As an aside, the current Economist has an article titled "Mathematics: Let's talk about figures." It makes the basic point that numeracy is increasingly important as we move towards a knowledge economy, and the numbers of numerate people and people trained in the mathematically based professions are increasingly important indicators of technological and innovation capacity.
Unfortunately. the article tends to lump all the quantitative field under the term "arithmetic". It is important that people understand arithmetic, and can add and subtract, multiply and divide in their everyday life. It is perhaps less important now, with calculators and computers that people know how to calculate manually than it once was.
However, there are also fundamental requirements that people have skills in algebra, geometry, trigonometry, calculus, statistics, and numerical analysis. There are different requirements for literacy in each of these fields for the citizen in his various roles, as well as in the different professions.
The Economist also has an article titled "The science of religion: Where angels no longer fear to tread" about the scientists who are seeking to understand the neurophysiology of religious experience and the ways in which religion may be the basis of competitive advantage in the evolutionary process of natural selection.

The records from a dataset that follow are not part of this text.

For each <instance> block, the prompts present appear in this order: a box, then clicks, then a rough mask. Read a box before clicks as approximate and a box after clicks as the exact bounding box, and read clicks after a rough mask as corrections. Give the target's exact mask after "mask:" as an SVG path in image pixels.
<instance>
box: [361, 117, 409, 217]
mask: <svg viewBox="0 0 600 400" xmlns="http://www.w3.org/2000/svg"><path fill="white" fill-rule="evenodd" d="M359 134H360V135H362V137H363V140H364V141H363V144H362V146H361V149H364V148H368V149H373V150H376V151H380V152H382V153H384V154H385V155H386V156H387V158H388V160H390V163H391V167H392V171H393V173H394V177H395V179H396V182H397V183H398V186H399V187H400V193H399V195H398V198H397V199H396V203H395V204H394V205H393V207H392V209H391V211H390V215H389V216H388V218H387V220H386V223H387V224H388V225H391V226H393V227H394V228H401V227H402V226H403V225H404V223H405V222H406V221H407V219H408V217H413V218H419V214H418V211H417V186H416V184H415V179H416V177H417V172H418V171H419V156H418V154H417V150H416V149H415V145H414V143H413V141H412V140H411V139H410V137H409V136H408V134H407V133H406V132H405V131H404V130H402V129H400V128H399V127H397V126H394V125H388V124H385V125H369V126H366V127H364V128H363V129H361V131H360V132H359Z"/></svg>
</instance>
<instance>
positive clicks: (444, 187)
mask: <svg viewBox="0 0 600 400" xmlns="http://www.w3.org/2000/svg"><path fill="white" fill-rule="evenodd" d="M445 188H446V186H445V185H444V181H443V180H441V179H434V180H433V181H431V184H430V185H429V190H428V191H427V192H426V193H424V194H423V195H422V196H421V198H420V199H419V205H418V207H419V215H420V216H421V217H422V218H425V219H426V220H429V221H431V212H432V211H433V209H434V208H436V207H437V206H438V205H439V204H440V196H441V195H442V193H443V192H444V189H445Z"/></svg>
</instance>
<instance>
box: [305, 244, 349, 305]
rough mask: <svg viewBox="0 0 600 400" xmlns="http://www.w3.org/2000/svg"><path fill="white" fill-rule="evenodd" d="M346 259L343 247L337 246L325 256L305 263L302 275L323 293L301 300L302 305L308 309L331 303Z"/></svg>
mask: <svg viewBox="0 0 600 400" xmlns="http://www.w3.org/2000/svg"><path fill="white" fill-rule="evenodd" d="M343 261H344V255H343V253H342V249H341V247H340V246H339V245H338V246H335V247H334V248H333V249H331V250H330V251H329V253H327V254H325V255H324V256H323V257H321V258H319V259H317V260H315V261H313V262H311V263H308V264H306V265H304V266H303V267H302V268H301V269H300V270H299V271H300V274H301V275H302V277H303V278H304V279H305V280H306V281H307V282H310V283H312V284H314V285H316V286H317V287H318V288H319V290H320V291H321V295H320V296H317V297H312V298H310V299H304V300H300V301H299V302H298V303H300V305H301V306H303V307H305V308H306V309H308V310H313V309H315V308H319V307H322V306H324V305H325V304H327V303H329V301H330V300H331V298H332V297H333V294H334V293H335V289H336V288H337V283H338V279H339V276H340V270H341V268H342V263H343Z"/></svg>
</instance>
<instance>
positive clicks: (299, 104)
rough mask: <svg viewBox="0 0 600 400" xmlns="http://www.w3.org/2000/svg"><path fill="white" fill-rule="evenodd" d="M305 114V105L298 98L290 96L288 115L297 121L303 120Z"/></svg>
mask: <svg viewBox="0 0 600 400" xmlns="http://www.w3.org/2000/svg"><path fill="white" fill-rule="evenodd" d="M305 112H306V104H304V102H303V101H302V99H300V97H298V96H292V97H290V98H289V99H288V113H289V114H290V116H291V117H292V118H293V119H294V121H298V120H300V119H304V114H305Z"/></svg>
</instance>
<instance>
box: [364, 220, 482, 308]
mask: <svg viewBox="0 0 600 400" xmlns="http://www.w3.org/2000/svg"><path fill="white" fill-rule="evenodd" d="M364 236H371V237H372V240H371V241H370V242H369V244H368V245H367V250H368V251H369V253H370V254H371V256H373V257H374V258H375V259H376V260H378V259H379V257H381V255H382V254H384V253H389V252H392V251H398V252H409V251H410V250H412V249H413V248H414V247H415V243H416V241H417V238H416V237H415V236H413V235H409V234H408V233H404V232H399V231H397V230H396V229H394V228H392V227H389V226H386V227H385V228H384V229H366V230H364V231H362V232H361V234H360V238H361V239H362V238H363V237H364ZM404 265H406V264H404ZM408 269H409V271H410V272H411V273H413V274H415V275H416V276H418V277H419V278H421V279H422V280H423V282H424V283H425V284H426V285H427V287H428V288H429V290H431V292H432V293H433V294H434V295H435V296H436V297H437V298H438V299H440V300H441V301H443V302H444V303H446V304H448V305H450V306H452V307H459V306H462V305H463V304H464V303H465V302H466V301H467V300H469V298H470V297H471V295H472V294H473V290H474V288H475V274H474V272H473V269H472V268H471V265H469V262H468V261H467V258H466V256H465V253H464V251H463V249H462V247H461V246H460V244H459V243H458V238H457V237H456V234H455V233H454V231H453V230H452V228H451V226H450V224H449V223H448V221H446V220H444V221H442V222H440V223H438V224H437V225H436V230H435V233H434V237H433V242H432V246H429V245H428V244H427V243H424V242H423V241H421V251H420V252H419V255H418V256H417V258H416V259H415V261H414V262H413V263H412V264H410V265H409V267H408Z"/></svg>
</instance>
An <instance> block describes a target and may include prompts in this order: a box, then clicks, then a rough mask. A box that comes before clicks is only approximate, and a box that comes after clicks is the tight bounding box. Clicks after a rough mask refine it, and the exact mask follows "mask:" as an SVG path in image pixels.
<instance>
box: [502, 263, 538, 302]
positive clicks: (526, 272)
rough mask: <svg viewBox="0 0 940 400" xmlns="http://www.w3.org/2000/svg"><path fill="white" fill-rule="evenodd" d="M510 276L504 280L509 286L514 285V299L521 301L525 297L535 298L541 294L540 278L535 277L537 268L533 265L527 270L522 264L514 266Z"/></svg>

It seems to me that, in analogy to the McColloch questions, we may ask, "What is man that he may be relgious, what is religion that a society may value it?" Has religious capacity in man evolved simply as a side effect of other capabilities that provide evolutionary advantage (e.g. language capacity) or has it evolved because of the advantages conferred by religious practice itself? How are the evolution of our species as a social species related to our evolution as individuals capable of religious experience?
Obviously, while religious practice seems to be all but universal in human societies, the specific nature of that practice is culturally specific. It is clear that the Europeans tend to be Christians, Arabs tend to be Muslims, Hindus tend to be Indian, etc. Thus different cultures have developed different religions, all responding to the same or similar collections of religious capabilities in their members.
It seems likely that over tens of thousands of years, man's religious capacity and societies religious institutions may have co-evolved. How does that happen?